Brimming with talent, University of the Philippines is not a team to be messed with beginning this coming UAAP season and for the years to come.
With the addition of prized recruits over the last couple of years, UP is primed to end its seemingly interminable Final Four drought, a position where Bo Perasol had envisioned the team would be two years ago when he was appointed head coach.
“If I talk about the vision, it’s actually happening, but the results have yet to happen because nobody can assure any championship or Final Four in basketball,” Bo Perasol said on Tuesday.
“When we started this what we really wanted is to just have a good chance of being there.
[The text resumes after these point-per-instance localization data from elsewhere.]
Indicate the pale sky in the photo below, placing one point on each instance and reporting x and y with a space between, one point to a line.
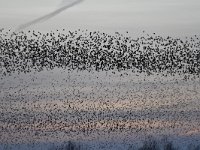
167 17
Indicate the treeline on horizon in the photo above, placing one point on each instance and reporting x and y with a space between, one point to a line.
84 50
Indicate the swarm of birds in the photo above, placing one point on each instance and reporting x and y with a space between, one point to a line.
84 50
91 86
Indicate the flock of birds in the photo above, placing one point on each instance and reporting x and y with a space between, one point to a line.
91 86
83 50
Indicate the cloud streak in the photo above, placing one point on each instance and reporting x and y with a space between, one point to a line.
50 15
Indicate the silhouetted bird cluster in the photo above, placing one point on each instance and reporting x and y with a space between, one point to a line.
84 50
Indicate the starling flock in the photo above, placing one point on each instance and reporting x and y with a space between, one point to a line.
91 86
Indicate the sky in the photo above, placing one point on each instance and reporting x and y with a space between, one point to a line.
165 17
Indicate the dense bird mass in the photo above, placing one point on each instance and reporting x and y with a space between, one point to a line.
90 87
84 50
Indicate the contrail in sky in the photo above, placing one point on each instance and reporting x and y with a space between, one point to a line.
64 6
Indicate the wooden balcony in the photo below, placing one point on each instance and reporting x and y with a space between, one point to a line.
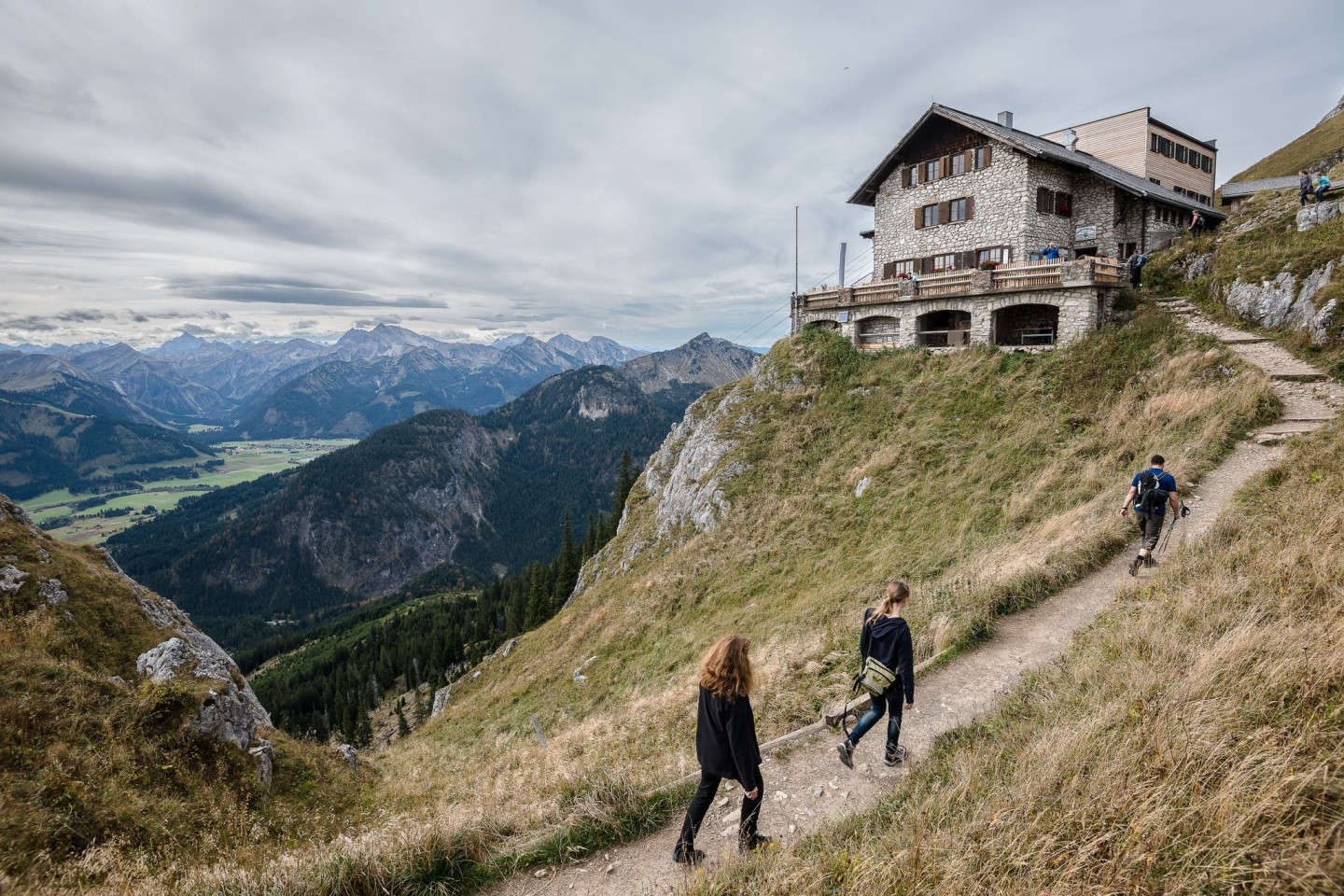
1008 278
Of course, people are gonna say, ‘You’re gonna win the championship.’ We want that to happen and we want to encourage our community to believe in that,” he added.
Perasol needed only one season to somehow make the UP community believe that he could turn the Fighting Maroons fortunes around after having one embarrassing year after another.
In Perasol’s first year at the helm, the Maroons finished the season in sixth place with a 5-9 record which was already a big improvement considering that the team won five games out of the possible 51 in the last four years prior to his arrival.
UP continued to make progress in Perasol’s second season with the team as it came just a game short of making the Final Four with a 6-8 mark.
With added experience, the Fighting Maroons are built to contend not only for this season but also in the years the follow.
“We built this program two years ago for the next two years which means it’s a four-year program so we’re going to have a strong team this season and the next,” he said.
“What I don’t want to happen whether I’m here or not, I want this program to continue on just like other programs where the even if some players are gone, there will be others next in line,” he added. “That’s why we wanted to get Ricci (Rivero), J-Boy (Gob) or Will (Gozum) or the young ones and then, we have to plan again how to fill those spots two years from now.”
Perasol also wants to set a high standard for UP where the short term goal is always to reach the Final Four.
“I want them (UP community) to be there, I want them to be involved just like when you talk about Ateneo and La Salle that when you talk about being in the Final Four, it’s automatic that you have to be there and I want that to happen for UP also,” he said.
The expectations are high and Perasol is embracing the challenge.
“There’s pressure but that’s excellence and that’s what UP should stand for.”